The greyness of that Stormont Sunday was a perfect match for the political mood.
October 13 marked 1000 days without government here. It will soon be three years since that dramatic collapse of the political institutions in January 2017.
So, last Sunday, 1000 people lined that Stormont walk that leads to Parliament Buildings on the hill; there to deliver their message: We deserve better.
MLAs with whom I chatted were expecting Secretary of State Julian Smith to announce some “push” this week; the next and latest effort at restoring those broken institutions.
Eyebrows were being raised. Mostly about the timing and the motivation behind this latest initiative.
In whose interest are these talks – up against the October 21 date when new laws introducing same-sex marriage and access to abortion services come into effect in Northern Ireland?
There is something crass about the framing of these latest Stormont negotiations and the use of the abortion issue and debate to apply pressure in some political play.
The general and wide view is that it is the DUP that is under most pressure on this issue and, on a different stage, on Brexit.
Hours after leaving Stormont on Sunday, I was told about meetings last week between the DUP and loyalists and, in follow-up conversations, a range of loyalist sources told me the discussions were mainly about Brexit.
“I think we’re f***ed,” one of the loyalists involved in those conversations told me – “and if we get thrown under the bus, the DUP’s going to be seen as the driver.”

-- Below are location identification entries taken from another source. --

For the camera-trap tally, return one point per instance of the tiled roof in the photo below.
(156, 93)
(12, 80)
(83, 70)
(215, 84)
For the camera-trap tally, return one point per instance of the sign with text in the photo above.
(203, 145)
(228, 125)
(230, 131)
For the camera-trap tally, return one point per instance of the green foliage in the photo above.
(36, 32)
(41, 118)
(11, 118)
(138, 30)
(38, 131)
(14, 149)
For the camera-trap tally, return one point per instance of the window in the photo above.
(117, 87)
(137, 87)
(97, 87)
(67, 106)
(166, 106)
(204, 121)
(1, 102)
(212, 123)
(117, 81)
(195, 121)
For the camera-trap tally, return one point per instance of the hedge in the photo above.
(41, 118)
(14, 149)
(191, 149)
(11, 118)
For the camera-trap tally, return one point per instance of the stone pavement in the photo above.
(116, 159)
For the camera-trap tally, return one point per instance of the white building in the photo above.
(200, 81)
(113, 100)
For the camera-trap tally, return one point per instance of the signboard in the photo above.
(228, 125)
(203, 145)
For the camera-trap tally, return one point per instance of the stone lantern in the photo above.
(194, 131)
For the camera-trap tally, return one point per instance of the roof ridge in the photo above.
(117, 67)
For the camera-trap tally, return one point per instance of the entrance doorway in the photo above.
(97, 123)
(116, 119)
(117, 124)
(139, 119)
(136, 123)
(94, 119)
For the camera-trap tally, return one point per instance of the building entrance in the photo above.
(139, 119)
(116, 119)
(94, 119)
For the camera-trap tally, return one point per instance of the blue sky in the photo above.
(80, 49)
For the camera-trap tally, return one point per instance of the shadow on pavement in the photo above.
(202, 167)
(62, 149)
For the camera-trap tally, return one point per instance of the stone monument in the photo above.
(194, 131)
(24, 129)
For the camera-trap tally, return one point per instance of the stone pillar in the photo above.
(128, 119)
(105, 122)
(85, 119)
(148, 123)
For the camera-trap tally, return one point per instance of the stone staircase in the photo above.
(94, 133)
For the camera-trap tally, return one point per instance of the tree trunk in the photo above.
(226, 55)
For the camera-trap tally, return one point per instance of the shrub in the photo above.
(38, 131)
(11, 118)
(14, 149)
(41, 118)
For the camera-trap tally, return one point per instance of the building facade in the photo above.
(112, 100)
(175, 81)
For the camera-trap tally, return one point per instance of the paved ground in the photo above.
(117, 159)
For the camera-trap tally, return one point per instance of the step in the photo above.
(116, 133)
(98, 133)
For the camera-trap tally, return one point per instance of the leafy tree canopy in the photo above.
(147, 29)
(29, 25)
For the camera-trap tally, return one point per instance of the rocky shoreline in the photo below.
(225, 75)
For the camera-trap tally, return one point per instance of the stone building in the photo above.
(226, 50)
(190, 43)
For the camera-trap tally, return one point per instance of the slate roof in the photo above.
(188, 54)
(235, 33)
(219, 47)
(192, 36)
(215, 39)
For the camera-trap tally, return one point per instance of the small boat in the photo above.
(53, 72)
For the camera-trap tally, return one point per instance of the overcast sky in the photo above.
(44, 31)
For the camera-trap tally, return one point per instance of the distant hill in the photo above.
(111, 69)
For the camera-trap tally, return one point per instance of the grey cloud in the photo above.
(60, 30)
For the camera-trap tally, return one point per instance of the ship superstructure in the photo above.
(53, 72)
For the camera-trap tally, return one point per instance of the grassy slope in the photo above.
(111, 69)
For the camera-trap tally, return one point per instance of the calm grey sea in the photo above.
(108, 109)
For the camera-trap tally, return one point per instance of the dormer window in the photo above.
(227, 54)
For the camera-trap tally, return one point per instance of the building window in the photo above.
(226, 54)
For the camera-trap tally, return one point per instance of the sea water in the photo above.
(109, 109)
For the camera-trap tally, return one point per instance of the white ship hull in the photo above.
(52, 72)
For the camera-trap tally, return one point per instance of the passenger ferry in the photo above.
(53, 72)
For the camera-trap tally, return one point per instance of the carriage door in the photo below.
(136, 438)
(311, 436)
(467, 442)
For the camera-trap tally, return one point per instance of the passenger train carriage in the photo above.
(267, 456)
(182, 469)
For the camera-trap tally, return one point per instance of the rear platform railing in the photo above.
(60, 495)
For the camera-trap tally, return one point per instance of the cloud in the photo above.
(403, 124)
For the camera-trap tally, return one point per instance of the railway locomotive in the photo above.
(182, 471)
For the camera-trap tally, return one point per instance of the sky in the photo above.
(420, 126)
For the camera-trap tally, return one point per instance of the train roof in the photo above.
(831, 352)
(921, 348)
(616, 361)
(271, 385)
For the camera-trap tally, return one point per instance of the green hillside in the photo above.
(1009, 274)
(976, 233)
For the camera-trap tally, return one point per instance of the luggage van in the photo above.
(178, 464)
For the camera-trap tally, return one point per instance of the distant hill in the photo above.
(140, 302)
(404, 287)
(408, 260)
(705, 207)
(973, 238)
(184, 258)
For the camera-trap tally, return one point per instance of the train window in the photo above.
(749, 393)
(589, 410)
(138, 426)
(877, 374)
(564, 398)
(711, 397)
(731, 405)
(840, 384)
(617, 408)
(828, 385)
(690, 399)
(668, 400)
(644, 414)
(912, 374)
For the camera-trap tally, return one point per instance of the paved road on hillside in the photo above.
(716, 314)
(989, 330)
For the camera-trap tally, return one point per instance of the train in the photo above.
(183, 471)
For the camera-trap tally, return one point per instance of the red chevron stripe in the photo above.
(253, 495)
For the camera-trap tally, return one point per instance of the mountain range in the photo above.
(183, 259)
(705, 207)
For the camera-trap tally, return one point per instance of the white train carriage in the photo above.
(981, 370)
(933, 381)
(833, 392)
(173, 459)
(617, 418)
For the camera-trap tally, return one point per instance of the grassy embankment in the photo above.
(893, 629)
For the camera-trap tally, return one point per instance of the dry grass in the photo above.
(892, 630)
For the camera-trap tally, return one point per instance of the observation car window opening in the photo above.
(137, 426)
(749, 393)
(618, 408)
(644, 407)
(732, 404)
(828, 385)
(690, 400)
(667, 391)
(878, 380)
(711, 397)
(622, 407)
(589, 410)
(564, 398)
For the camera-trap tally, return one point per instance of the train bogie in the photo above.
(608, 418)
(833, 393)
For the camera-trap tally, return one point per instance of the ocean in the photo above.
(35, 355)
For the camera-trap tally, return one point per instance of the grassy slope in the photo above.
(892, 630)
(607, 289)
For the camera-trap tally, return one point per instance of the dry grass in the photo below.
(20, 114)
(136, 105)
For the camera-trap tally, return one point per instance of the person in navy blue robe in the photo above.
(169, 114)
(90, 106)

No one, with any certainty, knows if a deal will be reached, to what Boris Johnson might agree, but that loyalist source continued:
“Whatever is going to happen, they [the DUP]need to answer the questions before they are asked. Is it a good deal? Is it a bad deal? Is it the only deal?

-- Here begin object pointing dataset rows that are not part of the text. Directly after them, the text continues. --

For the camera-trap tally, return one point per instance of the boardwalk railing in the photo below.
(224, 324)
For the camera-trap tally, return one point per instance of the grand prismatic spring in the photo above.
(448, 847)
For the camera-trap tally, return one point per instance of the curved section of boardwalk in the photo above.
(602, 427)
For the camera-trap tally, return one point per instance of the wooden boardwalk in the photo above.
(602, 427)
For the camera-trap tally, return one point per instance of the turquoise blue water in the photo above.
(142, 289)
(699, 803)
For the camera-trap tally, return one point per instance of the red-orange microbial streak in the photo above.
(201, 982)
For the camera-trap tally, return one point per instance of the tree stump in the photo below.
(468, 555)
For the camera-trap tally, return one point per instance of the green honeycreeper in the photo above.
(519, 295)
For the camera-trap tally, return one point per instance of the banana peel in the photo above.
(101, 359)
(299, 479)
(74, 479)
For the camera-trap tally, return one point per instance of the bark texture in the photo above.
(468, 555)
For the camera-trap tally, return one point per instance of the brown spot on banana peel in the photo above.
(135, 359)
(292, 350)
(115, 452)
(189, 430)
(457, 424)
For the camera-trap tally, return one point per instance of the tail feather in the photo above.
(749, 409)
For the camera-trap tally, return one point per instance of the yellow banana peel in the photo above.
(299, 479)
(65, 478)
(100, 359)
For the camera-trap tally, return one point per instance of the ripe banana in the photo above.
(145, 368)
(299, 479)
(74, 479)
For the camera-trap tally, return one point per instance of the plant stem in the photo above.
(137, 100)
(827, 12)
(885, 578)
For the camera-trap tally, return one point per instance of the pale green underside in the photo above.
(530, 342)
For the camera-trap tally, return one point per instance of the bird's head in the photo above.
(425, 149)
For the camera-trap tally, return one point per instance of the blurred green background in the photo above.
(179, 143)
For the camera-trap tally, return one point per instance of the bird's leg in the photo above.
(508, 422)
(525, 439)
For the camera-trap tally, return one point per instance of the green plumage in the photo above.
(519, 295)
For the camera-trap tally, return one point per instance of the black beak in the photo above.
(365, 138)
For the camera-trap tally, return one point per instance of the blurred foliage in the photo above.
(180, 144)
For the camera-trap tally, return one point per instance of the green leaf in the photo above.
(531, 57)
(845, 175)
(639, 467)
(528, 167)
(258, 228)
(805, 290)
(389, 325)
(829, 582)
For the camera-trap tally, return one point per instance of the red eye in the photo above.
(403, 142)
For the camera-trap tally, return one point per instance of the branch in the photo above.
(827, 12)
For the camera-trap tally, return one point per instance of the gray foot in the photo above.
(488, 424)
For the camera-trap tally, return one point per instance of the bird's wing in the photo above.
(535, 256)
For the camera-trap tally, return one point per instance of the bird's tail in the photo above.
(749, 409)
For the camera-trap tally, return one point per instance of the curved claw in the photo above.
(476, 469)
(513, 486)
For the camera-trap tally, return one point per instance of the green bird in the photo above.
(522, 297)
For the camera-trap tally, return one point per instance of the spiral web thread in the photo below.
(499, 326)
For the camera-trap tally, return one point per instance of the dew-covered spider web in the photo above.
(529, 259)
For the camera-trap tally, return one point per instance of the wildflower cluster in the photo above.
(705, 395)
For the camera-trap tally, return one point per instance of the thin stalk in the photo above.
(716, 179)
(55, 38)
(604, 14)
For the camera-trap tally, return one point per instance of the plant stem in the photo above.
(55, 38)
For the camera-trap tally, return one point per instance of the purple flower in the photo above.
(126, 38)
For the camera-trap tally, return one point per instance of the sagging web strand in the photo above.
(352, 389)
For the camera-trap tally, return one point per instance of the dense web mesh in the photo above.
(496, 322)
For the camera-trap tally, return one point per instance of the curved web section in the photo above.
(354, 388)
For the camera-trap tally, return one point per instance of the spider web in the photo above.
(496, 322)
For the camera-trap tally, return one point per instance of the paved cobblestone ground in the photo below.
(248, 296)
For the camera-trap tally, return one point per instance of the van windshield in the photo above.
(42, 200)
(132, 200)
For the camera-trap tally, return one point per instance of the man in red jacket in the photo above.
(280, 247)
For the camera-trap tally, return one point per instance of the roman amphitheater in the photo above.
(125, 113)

“If Sinn Fein think it’s all right, loyalists will think it’s all wrong,” he said.
I was told that loyalists Jimmy Birch, Jackie McDonald and Matt Kincaid met DUP leader Arlene Foster and some of her senior party colleagues last Wednesday.
I made numerous attempts on Monday to contact directly two DUP members said to have been involved. There was no reply.

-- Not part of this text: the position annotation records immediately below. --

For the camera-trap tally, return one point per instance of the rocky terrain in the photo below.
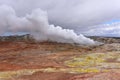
(23, 58)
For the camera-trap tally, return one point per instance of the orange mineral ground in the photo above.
(26, 60)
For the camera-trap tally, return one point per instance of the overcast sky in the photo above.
(84, 16)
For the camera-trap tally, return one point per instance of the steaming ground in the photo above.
(38, 26)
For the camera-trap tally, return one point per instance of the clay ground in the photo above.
(56, 61)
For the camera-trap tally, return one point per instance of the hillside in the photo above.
(23, 58)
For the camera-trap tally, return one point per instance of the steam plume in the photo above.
(38, 26)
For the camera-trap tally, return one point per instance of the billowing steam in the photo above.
(38, 26)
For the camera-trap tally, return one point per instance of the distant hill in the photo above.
(28, 37)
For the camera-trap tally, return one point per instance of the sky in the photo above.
(87, 17)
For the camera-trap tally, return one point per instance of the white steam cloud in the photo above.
(37, 25)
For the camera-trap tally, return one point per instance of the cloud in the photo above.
(38, 26)
(111, 30)
(69, 13)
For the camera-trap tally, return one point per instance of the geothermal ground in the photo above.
(22, 59)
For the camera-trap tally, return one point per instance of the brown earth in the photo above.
(22, 55)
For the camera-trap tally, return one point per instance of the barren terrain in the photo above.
(23, 59)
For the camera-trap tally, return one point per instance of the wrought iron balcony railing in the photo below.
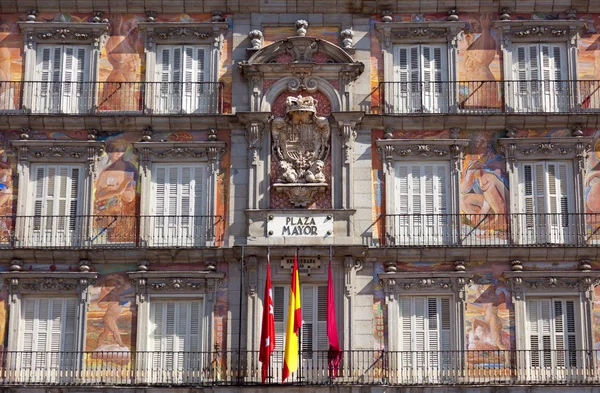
(241, 368)
(110, 98)
(488, 97)
(106, 231)
(489, 230)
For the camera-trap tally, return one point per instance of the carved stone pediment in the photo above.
(417, 32)
(453, 150)
(438, 282)
(209, 33)
(534, 30)
(550, 281)
(60, 151)
(210, 151)
(50, 283)
(64, 32)
(301, 147)
(564, 148)
(174, 282)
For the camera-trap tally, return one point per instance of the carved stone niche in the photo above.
(301, 147)
(205, 282)
(48, 283)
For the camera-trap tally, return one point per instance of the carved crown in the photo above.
(301, 104)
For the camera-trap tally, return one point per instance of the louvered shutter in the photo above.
(552, 333)
(426, 331)
(280, 304)
(49, 326)
(175, 336)
(180, 204)
(56, 207)
(432, 66)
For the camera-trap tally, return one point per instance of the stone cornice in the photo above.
(63, 32)
(539, 30)
(415, 32)
(208, 33)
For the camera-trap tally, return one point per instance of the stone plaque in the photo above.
(300, 225)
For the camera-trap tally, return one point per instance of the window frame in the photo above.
(54, 152)
(183, 285)
(61, 33)
(451, 285)
(210, 35)
(563, 285)
(573, 150)
(449, 151)
(429, 32)
(207, 153)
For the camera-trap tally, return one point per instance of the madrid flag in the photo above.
(267, 337)
(290, 357)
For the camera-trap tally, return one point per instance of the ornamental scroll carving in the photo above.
(301, 148)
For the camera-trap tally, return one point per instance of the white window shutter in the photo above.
(322, 343)
(309, 319)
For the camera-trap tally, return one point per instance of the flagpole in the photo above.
(299, 330)
(240, 313)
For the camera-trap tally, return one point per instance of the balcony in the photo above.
(97, 231)
(111, 98)
(491, 230)
(234, 368)
(490, 97)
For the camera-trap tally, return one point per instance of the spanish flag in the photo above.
(290, 357)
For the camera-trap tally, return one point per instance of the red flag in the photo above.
(334, 356)
(267, 337)
(294, 323)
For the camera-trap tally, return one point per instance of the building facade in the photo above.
(441, 156)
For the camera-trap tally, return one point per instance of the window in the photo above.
(420, 72)
(61, 84)
(55, 192)
(48, 336)
(60, 65)
(540, 72)
(313, 338)
(183, 72)
(179, 208)
(553, 313)
(426, 332)
(422, 196)
(546, 202)
(175, 340)
(178, 189)
(421, 186)
(552, 333)
(546, 177)
(56, 218)
(425, 322)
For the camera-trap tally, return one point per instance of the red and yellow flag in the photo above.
(290, 357)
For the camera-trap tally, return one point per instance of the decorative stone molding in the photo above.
(553, 284)
(48, 283)
(210, 151)
(300, 73)
(397, 283)
(536, 30)
(430, 149)
(60, 151)
(147, 283)
(191, 33)
(347, 36)
(300, 144)
(563, 148)
(412, 32)
(64, 32)
(301, 26)
(255, 37)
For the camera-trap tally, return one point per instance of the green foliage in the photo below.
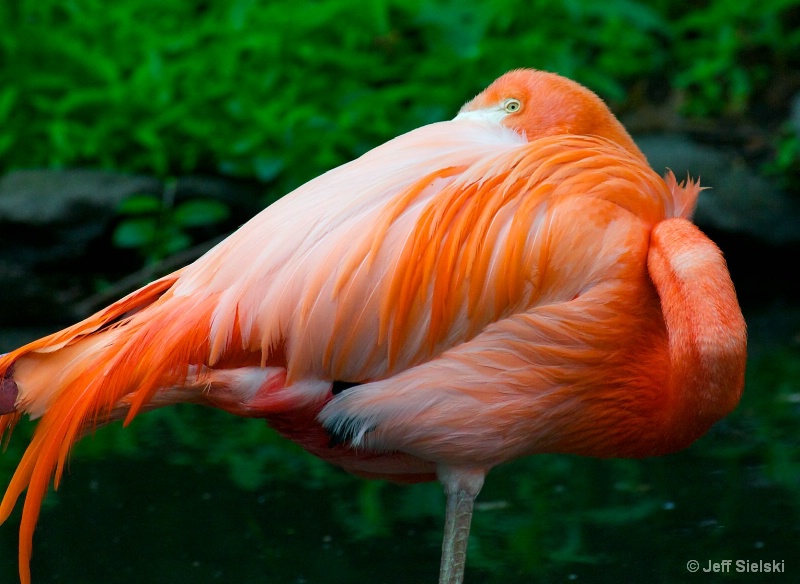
(283, 90)
(157, 228)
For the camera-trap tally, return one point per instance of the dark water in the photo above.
(193, 495)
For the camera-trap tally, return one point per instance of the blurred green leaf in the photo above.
(135, 233)
(200, 212)
(140, 205)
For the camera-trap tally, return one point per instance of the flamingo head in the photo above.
(538, 104)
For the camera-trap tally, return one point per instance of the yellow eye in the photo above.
(512, 105)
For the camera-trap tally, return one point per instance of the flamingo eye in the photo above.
(512, 105)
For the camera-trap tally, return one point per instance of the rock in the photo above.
(48, 197)
(738, 199)
(57, 227)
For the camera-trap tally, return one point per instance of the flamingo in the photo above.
(514, 281)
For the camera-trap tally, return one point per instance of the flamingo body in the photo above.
(510, 282)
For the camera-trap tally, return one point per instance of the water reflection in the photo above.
(194, 495)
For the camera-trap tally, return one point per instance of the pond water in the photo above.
(194, 495)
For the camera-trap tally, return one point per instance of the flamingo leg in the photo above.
(461, 487)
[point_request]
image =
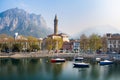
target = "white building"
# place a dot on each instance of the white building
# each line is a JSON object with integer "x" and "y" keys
{"x": 113, "y": 42}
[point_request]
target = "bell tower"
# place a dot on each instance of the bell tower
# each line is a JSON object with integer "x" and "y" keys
{"x": 55, "y": 25}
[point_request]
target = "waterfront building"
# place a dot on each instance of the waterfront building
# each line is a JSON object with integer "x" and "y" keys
{"x": 55, "y": 35}
{"x": 113, "y": 43}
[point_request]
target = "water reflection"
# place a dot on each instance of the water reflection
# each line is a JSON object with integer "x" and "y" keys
{"x": 43, "y": 69}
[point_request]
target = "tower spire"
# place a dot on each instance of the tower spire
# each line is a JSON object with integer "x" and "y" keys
{"x": 55, "y": 25}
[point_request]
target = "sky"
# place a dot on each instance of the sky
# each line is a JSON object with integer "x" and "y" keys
{"x": 73, "y": 15}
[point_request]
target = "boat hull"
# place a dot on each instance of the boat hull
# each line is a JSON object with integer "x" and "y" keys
{"x": 57, "y": 60}
{"x": 78, "y": 59}
{"x": 106, "y": 62}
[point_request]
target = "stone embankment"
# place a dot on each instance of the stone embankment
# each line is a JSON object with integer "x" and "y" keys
{"x": 46, "y": 54}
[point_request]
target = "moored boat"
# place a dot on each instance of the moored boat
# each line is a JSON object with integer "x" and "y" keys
{"x": 57, "y": 60}
{"x": 78, "y": 58}
{"x": 106, "y": 62}
{"x": 81, "y": 64}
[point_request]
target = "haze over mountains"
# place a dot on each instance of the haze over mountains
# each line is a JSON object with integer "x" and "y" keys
{"x": 17, "y": 20}
{"x": 100, "y": 30}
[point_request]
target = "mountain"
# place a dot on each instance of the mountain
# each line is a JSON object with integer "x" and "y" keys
{"x": 100, "y": 30}
{"x": 17, "y": 20}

Loyalists Winston Irvine, Harry Stockman with others were involved in a separate meeting.
Loyalists are also exploring ways for their concerns to be communicated and heard outside of Northern Ireland, within Parliament and in Downing Street. A means of achieving some interlocutor-type conversations and dialogues is currently being explored. On this, nothing has yet been finalised.
With Brexit, there is so much uncertainty, and all of that will play into this latest Stormont talks effort scheduled for Thursday and Friday. Not just Brexit, but everything else. With the publication of News Letter Political Editor Sam McBride’s book, RHI is back in the mix. Legacy has become a mess. An election is expected and that narrows the space for compromise. What would any Irish language package include?
This is the frame for these latest talks. So, what chance success in the here-and-now?
“That ship has sailed,” one source responded.
Another commented: “I don’t think for one second this will get done.”
We will know by the weekend whether this latest initiative is going anywhere.